Dave’s objection is to the limit on “viewable results” that Yahoo and Google implement (Technorati doesn’t). Both Yahoo and Google only serve up to about 1000 pages of a results set. Crunching through 1-N results not only gets more expensive for higher N, but the value for the user falls off pretty rapidly after a while. And as a bonus, this limit keeps pranksters with robots from chewing up bandwidth by paging through millions of results, wreaking havoc on caching. Not to mention that nobody wants to wade through more than a few pages of results anyway, instead of just rephrasing the query to get better results. [Someone should do something about the excessive recall of these keyword search engines…] Anyway, the 1000-page limit is an interesting discovery, but it’s an obvious optimization. The results count given at the top of the page (results 1-10 of 40,700) is of course an estimate, again as an optimization (getting exact counts from massively distributed indexes isn’t free, and who needs an exact count at this level of recall, anyway?)

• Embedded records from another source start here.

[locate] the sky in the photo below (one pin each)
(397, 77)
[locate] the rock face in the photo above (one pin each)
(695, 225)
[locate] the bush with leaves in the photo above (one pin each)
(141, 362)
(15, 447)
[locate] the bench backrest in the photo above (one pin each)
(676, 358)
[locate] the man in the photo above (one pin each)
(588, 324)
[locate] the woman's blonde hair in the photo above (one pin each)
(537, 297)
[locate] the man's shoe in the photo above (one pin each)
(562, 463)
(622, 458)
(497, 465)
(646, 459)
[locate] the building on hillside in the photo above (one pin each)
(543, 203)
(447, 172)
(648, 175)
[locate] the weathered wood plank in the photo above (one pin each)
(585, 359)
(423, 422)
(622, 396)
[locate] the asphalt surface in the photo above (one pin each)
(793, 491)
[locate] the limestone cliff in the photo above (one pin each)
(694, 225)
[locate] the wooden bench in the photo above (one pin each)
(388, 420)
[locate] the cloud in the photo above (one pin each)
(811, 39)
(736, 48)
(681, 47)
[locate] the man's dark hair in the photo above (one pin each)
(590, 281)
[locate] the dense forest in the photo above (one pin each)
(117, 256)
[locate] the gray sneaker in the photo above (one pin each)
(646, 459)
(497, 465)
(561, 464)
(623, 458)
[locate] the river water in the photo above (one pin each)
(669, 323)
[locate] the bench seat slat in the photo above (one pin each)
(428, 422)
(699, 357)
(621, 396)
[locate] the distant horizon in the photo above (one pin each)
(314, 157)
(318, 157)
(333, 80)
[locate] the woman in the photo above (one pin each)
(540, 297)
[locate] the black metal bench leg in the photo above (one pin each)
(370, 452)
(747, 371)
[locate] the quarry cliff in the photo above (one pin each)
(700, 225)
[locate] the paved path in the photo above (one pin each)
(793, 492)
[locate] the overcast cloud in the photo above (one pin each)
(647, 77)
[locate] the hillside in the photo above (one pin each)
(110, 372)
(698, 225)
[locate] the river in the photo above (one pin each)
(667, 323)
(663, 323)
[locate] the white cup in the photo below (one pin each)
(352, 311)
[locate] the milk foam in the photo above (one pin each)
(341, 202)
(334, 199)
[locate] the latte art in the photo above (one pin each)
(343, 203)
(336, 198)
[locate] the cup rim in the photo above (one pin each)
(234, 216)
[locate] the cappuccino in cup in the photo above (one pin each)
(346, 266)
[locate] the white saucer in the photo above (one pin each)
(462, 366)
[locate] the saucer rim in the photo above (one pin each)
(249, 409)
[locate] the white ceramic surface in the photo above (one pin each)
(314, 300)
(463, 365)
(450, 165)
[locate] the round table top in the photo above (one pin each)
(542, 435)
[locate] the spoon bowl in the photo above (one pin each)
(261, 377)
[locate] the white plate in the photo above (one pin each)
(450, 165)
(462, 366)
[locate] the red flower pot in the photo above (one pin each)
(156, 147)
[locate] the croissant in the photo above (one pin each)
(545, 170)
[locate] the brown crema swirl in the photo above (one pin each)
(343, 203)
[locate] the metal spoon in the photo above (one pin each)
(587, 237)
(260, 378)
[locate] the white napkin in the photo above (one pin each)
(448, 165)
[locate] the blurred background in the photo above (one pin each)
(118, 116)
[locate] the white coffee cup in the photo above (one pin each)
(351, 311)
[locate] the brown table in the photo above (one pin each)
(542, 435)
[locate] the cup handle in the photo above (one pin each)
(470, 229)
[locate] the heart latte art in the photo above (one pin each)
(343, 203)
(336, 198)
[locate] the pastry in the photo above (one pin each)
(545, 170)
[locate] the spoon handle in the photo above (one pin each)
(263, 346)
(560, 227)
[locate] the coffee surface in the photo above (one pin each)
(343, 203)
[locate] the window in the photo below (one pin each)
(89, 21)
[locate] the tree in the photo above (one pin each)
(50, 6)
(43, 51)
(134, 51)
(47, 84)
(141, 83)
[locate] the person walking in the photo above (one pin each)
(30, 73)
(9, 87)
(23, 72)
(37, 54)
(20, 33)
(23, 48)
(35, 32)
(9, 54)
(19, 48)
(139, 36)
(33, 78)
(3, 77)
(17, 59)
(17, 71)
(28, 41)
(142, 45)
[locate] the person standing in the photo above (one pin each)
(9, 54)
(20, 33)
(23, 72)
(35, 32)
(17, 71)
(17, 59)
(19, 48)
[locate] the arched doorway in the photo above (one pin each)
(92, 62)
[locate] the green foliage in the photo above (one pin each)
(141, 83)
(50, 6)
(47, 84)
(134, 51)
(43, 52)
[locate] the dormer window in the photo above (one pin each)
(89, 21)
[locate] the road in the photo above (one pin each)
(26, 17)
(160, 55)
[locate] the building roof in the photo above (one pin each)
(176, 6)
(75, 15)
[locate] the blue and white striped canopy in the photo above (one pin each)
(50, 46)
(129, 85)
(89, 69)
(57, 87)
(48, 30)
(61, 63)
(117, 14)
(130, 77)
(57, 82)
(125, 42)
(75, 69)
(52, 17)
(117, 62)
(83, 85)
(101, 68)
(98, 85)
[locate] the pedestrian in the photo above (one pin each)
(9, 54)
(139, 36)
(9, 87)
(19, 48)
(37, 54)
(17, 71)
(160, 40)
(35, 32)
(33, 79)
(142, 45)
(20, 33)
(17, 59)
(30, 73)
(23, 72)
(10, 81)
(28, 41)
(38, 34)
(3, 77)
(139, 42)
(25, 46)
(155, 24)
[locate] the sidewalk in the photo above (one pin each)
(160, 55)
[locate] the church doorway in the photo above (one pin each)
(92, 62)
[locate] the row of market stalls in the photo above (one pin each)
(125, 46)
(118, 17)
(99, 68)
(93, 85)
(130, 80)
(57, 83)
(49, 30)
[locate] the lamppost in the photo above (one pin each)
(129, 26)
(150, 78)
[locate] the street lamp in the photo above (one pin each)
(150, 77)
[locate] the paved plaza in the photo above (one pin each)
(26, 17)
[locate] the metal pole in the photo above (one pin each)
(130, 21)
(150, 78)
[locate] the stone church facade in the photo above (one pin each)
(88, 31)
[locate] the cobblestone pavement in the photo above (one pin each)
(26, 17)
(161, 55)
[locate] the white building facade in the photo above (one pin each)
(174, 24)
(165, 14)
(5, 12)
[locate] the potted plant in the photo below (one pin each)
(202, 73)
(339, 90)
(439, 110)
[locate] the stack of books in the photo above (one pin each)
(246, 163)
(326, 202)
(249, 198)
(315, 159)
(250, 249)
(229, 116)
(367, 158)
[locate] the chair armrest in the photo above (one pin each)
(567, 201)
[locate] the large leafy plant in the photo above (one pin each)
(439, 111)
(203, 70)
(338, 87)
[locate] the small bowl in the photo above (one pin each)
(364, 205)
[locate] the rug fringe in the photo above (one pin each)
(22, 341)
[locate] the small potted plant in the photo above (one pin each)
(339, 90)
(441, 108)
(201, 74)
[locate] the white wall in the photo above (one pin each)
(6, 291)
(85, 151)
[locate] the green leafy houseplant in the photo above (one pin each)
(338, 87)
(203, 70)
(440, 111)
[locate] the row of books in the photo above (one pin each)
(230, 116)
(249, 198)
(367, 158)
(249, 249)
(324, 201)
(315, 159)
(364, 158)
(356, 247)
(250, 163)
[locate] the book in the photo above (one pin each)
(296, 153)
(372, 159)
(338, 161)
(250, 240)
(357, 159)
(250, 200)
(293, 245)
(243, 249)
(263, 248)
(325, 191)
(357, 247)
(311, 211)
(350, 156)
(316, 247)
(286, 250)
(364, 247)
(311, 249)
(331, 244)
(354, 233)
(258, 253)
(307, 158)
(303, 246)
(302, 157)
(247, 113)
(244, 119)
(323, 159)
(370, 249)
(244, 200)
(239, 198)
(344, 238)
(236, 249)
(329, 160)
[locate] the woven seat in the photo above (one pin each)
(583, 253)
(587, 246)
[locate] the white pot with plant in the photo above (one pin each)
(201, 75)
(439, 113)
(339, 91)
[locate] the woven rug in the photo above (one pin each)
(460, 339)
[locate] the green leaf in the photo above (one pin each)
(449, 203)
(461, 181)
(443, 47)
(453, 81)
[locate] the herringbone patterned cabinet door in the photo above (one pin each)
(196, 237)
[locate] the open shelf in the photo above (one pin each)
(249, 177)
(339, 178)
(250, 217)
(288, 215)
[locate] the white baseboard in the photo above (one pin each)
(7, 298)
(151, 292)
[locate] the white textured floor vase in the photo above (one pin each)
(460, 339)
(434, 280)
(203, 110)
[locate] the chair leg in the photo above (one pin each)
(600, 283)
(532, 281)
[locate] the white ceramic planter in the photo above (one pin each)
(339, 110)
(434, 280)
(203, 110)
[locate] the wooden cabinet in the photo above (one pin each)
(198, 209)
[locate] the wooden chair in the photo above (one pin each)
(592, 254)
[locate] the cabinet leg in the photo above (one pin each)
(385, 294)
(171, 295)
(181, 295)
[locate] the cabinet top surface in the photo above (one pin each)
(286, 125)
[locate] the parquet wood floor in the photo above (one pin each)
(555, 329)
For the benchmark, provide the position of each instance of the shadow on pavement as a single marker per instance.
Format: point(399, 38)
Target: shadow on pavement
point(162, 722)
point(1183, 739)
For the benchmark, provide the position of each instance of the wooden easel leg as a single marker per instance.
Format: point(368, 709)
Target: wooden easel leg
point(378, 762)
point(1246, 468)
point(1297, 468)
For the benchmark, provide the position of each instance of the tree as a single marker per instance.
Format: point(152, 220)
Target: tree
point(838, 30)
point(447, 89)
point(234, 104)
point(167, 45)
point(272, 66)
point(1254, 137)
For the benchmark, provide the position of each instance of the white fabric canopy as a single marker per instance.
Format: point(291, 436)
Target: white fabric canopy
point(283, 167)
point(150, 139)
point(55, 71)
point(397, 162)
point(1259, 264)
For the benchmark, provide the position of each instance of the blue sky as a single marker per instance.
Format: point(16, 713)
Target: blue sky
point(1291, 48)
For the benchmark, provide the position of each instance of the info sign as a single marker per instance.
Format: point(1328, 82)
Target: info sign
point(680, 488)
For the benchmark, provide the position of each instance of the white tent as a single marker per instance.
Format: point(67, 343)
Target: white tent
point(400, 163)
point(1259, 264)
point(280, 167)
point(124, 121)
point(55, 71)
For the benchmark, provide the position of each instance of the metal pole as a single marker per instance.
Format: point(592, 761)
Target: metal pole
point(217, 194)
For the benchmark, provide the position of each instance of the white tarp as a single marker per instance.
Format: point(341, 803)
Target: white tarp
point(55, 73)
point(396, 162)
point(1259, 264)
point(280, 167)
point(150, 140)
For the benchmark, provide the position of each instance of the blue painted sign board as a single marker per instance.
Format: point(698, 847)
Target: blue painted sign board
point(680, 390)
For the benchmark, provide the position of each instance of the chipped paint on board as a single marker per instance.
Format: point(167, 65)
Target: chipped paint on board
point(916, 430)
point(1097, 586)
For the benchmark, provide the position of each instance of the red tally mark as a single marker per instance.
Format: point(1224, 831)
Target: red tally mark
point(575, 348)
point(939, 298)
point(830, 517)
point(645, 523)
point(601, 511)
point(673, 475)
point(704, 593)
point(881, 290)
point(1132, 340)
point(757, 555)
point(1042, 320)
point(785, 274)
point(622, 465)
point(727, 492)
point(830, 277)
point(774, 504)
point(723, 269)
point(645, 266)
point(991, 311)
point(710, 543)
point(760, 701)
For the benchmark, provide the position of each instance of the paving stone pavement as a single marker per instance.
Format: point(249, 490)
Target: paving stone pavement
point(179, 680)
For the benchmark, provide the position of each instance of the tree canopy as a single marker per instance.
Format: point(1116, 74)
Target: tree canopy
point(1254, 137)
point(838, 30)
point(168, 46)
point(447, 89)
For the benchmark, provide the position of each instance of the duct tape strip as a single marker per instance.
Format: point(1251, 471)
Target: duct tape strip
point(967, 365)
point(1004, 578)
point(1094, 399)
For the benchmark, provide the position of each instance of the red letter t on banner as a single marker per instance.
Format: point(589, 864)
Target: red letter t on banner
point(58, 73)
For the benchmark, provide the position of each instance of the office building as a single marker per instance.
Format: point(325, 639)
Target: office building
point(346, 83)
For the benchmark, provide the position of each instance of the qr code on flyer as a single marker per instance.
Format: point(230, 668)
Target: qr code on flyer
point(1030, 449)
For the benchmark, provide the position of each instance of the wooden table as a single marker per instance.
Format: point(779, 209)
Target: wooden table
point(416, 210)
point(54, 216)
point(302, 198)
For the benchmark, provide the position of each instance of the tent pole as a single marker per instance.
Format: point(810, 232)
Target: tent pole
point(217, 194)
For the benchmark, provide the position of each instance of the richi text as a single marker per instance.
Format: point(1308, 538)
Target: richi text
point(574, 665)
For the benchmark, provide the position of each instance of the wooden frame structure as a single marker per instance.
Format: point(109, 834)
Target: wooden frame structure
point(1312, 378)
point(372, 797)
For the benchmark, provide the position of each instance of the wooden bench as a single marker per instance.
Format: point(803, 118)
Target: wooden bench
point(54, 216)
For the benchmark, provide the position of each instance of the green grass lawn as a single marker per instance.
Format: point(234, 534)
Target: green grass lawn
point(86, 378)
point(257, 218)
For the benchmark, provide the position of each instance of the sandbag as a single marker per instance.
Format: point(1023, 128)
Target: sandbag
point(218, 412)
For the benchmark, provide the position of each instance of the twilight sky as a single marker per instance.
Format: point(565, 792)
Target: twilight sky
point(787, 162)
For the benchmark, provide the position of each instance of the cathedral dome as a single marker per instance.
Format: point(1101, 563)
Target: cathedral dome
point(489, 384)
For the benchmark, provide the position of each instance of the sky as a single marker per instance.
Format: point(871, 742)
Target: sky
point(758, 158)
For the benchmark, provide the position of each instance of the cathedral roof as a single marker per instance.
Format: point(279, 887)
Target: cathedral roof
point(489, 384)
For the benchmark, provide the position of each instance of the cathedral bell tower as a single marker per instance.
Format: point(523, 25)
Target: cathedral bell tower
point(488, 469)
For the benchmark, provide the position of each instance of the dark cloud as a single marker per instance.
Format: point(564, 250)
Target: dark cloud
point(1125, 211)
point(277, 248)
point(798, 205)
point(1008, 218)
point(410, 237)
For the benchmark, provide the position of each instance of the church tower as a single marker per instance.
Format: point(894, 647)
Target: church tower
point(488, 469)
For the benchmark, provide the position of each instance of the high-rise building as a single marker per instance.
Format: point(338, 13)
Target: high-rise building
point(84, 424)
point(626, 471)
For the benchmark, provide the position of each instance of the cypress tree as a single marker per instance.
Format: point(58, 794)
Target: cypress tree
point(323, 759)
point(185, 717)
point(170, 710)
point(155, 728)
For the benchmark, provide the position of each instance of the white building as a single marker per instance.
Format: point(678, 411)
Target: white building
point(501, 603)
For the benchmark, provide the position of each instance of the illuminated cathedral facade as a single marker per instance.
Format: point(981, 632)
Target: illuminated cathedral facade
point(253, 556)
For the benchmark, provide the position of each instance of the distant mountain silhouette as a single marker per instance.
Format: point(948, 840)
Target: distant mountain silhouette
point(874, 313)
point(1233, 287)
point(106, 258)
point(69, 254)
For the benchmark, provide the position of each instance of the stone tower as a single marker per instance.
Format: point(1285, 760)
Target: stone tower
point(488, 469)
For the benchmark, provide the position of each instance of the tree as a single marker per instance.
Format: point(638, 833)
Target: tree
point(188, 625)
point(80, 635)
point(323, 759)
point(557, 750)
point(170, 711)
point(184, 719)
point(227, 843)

So, the limit on viewable results is very straightforwardly explained as an optimization, benign to the user experience. I don’t think there’s anything to get worked up about in only being able to see the first 1000 results for a query. That’s what query refinement is for. The interesting thing is the estimated total number of results, specifically of link queries.
When I went through Tristan’s original experiment and ran some link queries, it became pretty obvious (as if it wasn’t obvious in Tristan’s post) that there’s something weird about Yahoo’s method of estimating the total number of results. The practice of estimating the total number of results (as opposed to computing it precisely) is a necessary optimization in a search engine that wants to scale to Google or Yahoo scale, and the estimated results counts seem plausible on Google and Yahoo for keyword queries. Counts from both engines were plausible (and within an order of magnitude of each other) for most keyword queries that I tried. But for link queries, that’s not the case. Let’s look again at the estimated total results counts for pages linking to BoingBoing:
Now, the fact that Technorati found only half as many links to BoingBoing as Google isn’t a big deal and shouldn’t give Technorati an inferiority complex. A sizeable chunk of the links may be from sites that Technorati isn’t indexing because those sites aren’t blogs or don’t use ping services that Technorati is monitoring. Also, Technorati’s index isn’t as old as Google’s and other factors like multiple links per page (to the same blog) make the comparison even more difficult. In any case, the difference between Google and Technorati is relatively small (if the Technorati team spends some time on the back end now that the new UI is up, they’ll narrow that gap). What’s interesting, however, is Yahoo’s estimate for the number of results for this particular query. At 1.3 million, it’s about 30x larger than Google’s count and 60x larger than Technorati’s. That seems implausible to me, and it looks like some wacky calculations are happening in Yahoo’s estimation of results count for this query. For several blogs I tried, Google’s results count is plausible and roughly 2-4x Technorati’s, whereas Yahoo’s is, well, out there. Here are small, medium and medium-large examples (we covered extra-large above, with BoingBoing) :
I told you, it’s wacky. Tristan’s conclusion is that Yahoo! is more focused on indexing the blogosphere and has more data. That may be true. But these counts are so far out there that I can’t help but think there’s a problem with the way they’re calculated. So there. Fix it. I may check 🙂
And, to end on a nitpicky note … as I mentioned somewhere above, if you add or subtract www to the link: query, both Google’s and Yahoo’s total counts jump around like crazy. I don’t know about you, but in this context of searching WWW content, I think www should be treated as a special hostname and equivalent to the domain, i.e. http://www.domain.com == domain.com.